Prometo que é a última vez que falo de inteligência artificial (IA). Este ano, pelo menos. Mas, nas últimas semanas, li tantos artigos a falar de novas aplicações para a IA, que não sei se não será a maior invenção desde o pão fatiado ou a maior praga de banha da cobra desde o Zuckerverso ou os NFT.
Venho falar-vos da palavra. Não do Senhor, mas da Máquina. A Máquina é capaz de pegar nas palavras todas e conceitos associados graças ao espírito GPT-3 e criar novos significados.
Se, do ponto de vista semiótico, é revolucionário, para os estudantes baldas e cronistas com prazos apertados é a salvação. A IA como ghostwriter (sendo ‘ghost’ o termo perfeito) parece ser a grande utilização prática dos geradores avançados de linguagem.
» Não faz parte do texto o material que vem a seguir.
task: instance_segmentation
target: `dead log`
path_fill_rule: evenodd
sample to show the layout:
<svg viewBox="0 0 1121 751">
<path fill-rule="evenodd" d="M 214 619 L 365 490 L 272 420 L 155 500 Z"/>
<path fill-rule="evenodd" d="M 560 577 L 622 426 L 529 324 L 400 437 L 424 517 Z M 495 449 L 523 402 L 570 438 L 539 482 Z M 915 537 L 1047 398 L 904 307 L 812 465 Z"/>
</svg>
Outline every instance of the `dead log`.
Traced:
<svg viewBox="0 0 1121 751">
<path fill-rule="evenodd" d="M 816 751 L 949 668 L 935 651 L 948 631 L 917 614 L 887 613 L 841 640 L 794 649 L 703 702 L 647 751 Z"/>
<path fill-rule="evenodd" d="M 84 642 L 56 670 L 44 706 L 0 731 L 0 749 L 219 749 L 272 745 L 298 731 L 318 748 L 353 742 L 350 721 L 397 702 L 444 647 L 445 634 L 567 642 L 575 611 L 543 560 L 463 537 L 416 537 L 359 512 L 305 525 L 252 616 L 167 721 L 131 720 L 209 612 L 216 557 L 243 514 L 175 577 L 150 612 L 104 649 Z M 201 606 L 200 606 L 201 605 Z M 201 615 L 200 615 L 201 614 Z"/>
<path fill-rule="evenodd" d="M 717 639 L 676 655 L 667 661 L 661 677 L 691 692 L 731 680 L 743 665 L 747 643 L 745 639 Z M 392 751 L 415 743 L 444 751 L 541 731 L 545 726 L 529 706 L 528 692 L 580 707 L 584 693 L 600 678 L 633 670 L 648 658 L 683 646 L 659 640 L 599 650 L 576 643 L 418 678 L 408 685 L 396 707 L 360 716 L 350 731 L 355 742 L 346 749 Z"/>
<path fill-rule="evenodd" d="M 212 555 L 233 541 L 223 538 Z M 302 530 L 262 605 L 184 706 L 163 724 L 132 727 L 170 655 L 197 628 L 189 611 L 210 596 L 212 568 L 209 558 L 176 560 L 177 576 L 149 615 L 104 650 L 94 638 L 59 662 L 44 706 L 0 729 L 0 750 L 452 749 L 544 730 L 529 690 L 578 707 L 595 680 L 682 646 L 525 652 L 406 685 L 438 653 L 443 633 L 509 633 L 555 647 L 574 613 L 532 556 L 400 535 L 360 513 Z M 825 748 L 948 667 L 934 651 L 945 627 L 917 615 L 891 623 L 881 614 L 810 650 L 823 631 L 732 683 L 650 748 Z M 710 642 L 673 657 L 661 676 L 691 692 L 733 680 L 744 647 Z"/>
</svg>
Ainda por cima, os textos criados por IA não são detectáveis por ferramentas anti-plágio.
E se, em vez de trabalhos escolares, a IA criasse uma ideologia? É o plano do Partido Sintético da Dinamarca, que passou os programas políticos dos partidos com menor expressão no país pela Máquina para criar um novo que os leve ao Parlamento Europeu. Têm até um líder virtual, o pleonástico Leader Lars. É o spin político artificial, agora inteligente.
A IA é omnipotente. Se tiverem dez dólares, claro. Por esse valor, podem criar um chatbot que “ressuscita” um ente falecido e acertar contas. Falecido, porque talvez não teve acesso à IA que consegue prever ataques cardíacos através dos olhos dos utilizadores. Tem também o poder da ubiquidade: a Ricoh fez uma aplicação que gera imagens 360º e visitas guiadas virtuais, sem terem que contratar fotógrafos.
A IA parece poder fazer tudo e um par de botas. E deve fazê-las bem. Mas não é a panaceia para todos os nossos males, há demasiado hype. Fala-se de IA desde que se fala de carros voadores e onde é que eles estão? Se cumprir com metade do que promete, a nossa relação com a realidade irá mudar mais depressa do que nos conseguimos adaptar a ela.
Mas, não se preocupem. De certeza que teremos uma IA para isso.